Le mine pensioni e “reverse charge” scoppiate all’improvviso nell’ultimo mese non cambiano i piani del Governo per la spending review 2016. Il commissario alla revisione della spesa, Yoram Gutgeld, sta lavorando in tandem con Roberto Perotti per definire entro la fine dell’estate quanto meno le linee guida delle proposte da sottoporre a Matteo Renzi e al ministro Pier Carlo Padoan per consentire a palazzo Chigi di compiere le scelte definitive in vista dalla stesura della prossima legge di stabilità. Una quantificazione precisa dei risparmi realizzabili con le ipotesi di intervento fin qui sul tavolo non è stata ancora fatta. Ma già appare più che probabile che almeno 3,5-4 miliardi possano arrivare da tre aree: taglio di trasferimenti e sussidi al trasporto pubblico, rafforzamento del meccanismo di centralizzazione degli acquisti della Pa e riordino degli incentivi alle imprese.

Altri 500 milioni dovrebbero poi arrivare dal già previsto programma di razionalizzazione degli immobili pubblici al quale sta lavorando l’Agenzia del demanio. L’obiettivo resta quello indicato dall’ultimo Def: 10 miliardi di riduzione complessiva di spesa tenendo conto anche dell’operazione tax expenditures.

Ma il cammino della spending non è tutto in discesa. E non solo perché almeno per il momento appaiono individuabili non più di 6-7 miliardi dei 10 da recuperare. A impensierire gli esperti della spending e lo stesso ministero dell’Economia è anzitutto una delle operazioni chiave nel mosaico della nuova revisione della spesa al quale sta lavorando Gutgeld insieme a Perotti: quella sull’estensione a tappeto del meccanismo dei fabbisogni e dei costi standard soprattutto sul terreno degli enti territoriali.

Un’operazione che dovrebbe far leva sui dati immagazzinati e classificati da OpenCivitas, il nuovo sistema già attivato dal ministero dell’Economia grazie al quale sarà possibile calibrare l’asticella di costi e fabbisogni standard. Ma la risposta dei Comuni alle sollecitazione che arrivano su questo versante non appare del tutto convinta. Basti pensare che il 25 maggio scorso ben 2.233 enti locali risultavano inadempienti per il mancato invio al Mef dei questionari relativi alla composizione della spesa sostenute nel 2013 e delle risposte integrative alle domande formulate sulla spesa 2011 e 2012. I dati sarebbero dovuti arrivare entro il 1° aprile. E se questo atteggiamento di una parte degli enti locali non cambierà sarà difficile ultimare in tempi rapidi l’operazione “fabbisogni standard” con la quale il Governo punta a ottenere risparmi consistenti anche sul delicato versante della sanità.
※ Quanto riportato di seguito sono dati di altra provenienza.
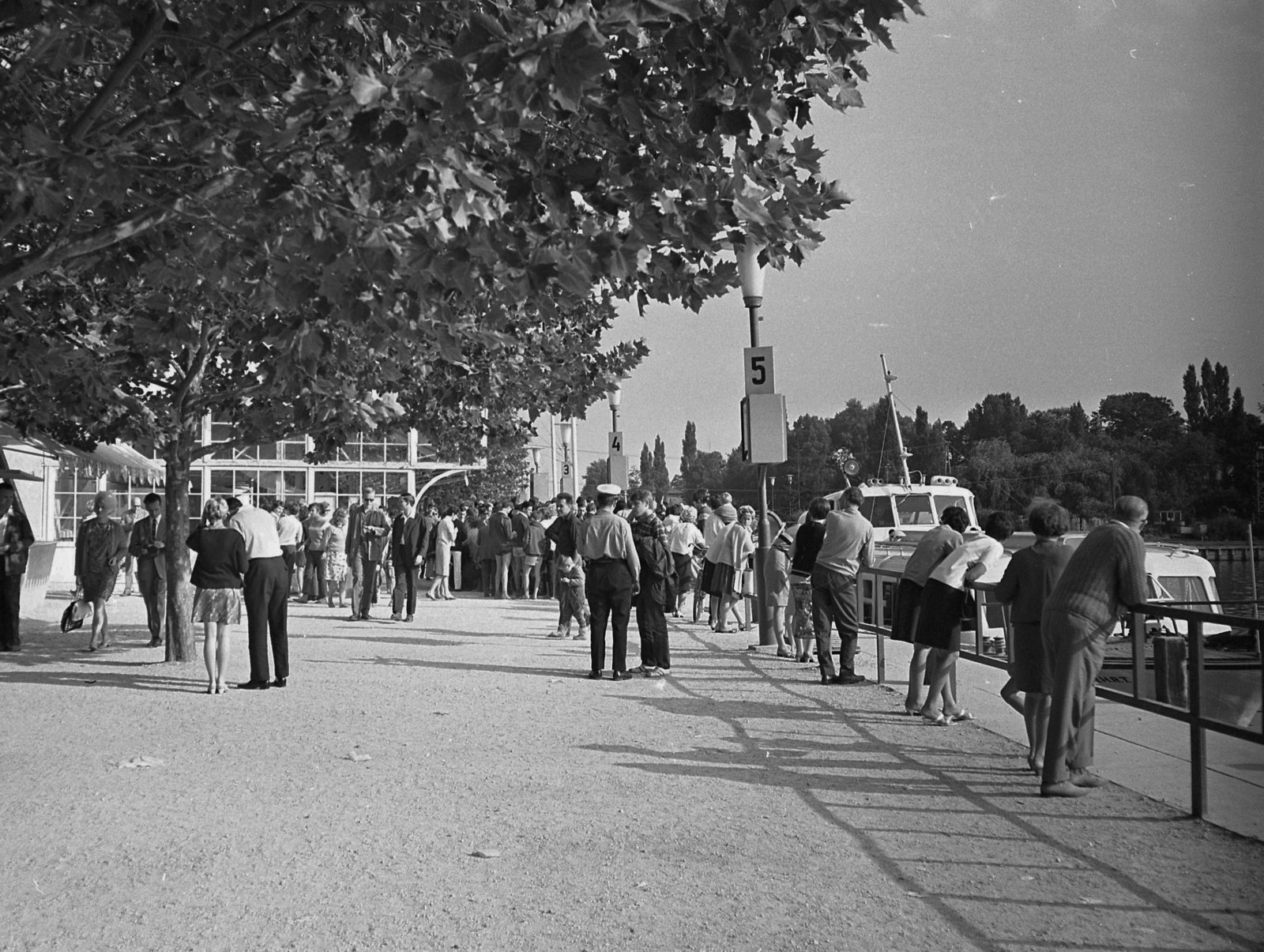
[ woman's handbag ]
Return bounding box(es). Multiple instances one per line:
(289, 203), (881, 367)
(62, 598), (92, 632)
L’esecutivo, tra l’altro, deve fare anche i conti che le perplessità recentemente manifestate dall’Ufficio parlamentare di bilancio (Upb) proprio su questo fronte. Secondo l’Upb la riduzione di spesa realizzabile con questo intervento «può avere delle sovrapposizioni» con i possibili risparmi «derivabili da altre misure in tema di revisione della spesa (interventi nella gestione degli immobili, tagli alle consulenze, revisione delle società partecipate locali». E questo non è il solo rilievo che muove l’Upb nella sua analisi sulla nuova spending review per il 2016 e per gli anni successivi. La lente dell’Ufficio parlamentare di bilancio è finita anche sulle misure in cantiere per rafforzare il meccanismo di centralizzazione degli acquisti della Pa sulla base del modello Consip. L’Upb in particolare fa notare che, oltre alle misure già prefigurate come la riduzione delle stazioni appaltanti a non più di 35 unità, «nel breve periodo andranno presumibilmente individuati altri strumenti, quali la revisione delle forniture in essere non solo sul lato dei prezzi, come finora previsto, ma anche su quello della quantità». Non manca una valutazione anche per quel che riguarda la revisione degli incentivi alle imprese: «Al fine del conseguimento di maggiori risparmi andrebbe ampliato l’aggregato di spesa aggredibile, oltre all’ambito degli incentivi, con il coinvolgimento di altre componenti dei trasferimenti alle imprese».

Tornando alla questione degli acquisti Pa, in attesa dei nuovi “accorgimenti” nel Mercato elettronico pubblico (MePa) gestito da Consip si registra una crescita esponenziale che a fine 2014 ha fatto segnare 31.363 Pmi abilitate con un incremento del 70% rispetto al 2013, per un valore di beni e servizi forniti alla Pa di 1,3 miliardi. I dati emergono dalle informazioni analizzate dall’ad della società del Mef, Domenico Casalino, nel Quaderno Consip.